Understanding the structure of a finite dimensional vector space based on the properties of linear maps to itself Let $V$ be a finite dimensional vector space over $\mathbb{R}$. What can we say about the dimension of $V$ if we know that there exists some linear map $\phi: V\to V$ such that $\phi^n=-I$, where $I$ is the identity and $n>1$. Shouldn't we be able to infer structural information about our vector space based on such a map? Would you need to use representation theory to understand such a thing?
Edit: I'm supposing $n$ is the minimal such integer satisfying the above.
 A: If $n$ is odd, we can't conclude anything because then $\phi$ might be $-I$ itself. Or, more ambitiously, we can make $n$ be the least power such that $\phi^n=-I$ for any dimension $\ge 2$ by setting
$$\phi=\begin{pmatrix}\cos(\pi/n)&\sin(\pi/n)\\-\sin(\pi/n)&\cos(\pi/n)\\ &&-1\\&&&\ddots\\&&&&-1\end{pmatrix}$$
On the other hand, if $n$ is even, then $(-1)^{\dim V}=\det(-I)=(\det \phi)^n$ which is positive, and therefore the dimension of $V$ is even. But in this case $V$ can still have any even dimension, by letting $\phi$ be a block diagonal matrix with $\begin{pmatrix}\cos(\pi/n)&\sin(\pi/n)\\-\sin(\pi/n)&\cos(\pi/n)\end{pmatrix}$ blocks on the diagonal.
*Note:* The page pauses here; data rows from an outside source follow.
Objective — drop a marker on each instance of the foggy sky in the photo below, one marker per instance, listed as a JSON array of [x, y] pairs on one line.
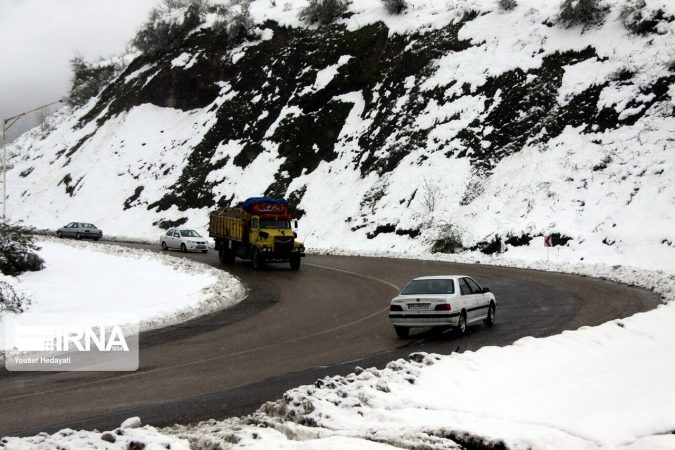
[[38, 37]]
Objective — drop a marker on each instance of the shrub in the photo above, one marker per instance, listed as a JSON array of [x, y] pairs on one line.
[[447, 239], [507, 4], [579, 12], [234, 21], [168, 22], [431, 195], [88, 79], [638, 19], [395, 6], [10, 300], [324, 11], [17, 250]]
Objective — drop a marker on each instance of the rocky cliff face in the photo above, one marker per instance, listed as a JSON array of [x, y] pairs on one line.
[[378, 128]]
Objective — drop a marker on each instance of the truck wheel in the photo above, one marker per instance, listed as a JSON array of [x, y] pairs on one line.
[[258, 259], [225, 255]]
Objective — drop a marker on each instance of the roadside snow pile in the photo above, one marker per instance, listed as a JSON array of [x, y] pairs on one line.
[[127, 436], [160, 290], [602, 387]]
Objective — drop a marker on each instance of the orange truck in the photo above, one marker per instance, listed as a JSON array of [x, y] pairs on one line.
[[259, 230]]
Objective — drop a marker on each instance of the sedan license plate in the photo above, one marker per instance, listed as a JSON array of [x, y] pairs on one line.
[[418, 305]]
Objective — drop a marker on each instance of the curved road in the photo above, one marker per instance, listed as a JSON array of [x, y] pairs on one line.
[[293, 328]]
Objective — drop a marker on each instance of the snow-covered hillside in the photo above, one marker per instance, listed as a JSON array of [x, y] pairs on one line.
[[513, 125]]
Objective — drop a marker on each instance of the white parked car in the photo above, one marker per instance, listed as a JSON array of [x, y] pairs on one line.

A: For the sake of completeness, here's what representation theory has to say (although since the relevant algebra is commutative it really becomes commutative algebra). You want to study finite-dimensional representations of (finitely-generated modules over) the algebra $R = \mathbb{R}[x]/(x^n + 1)$. Now, $\mathbb{R}[x]$ is a principal ideal domain, so by the structure theorem any such representation decomposes into a finite direct sum
$$\bigoplus (R/f_i(x))^{e_i}$$
where $f_i(x)$ is an irreducible factor of $x^n + 1$ over $\mathbb{R}$. (One can also deduce this using Jordan normal form, but this is a special case of the structure theorem anyway.) Now, the identity
$$x^n + 1 = \frac{x^{2n} - 1}{x^n - 1}$$
shows that the roots of $x^n + 1$ are the $2n^{th}$ roots of unity which are not $n^{th}$ roots of unity; these are precisely the roots of unity of the form $e^{ \frac{\pi i k}{n} }$ with $k$ odd. If $n$ is even, these come in complex conjugate pairs, and so all the $f_i$ are quadratic; if $n$ is odd, $x^n + 1$ has a unique linear factor $x + 1$ and the remaining $f_i$ are all quadratic. 
Hence if $n$ is odd the finite-dimensional representations can have any finite dimension, and if $n$ is even the finite-dimensional representations can have any even dimension.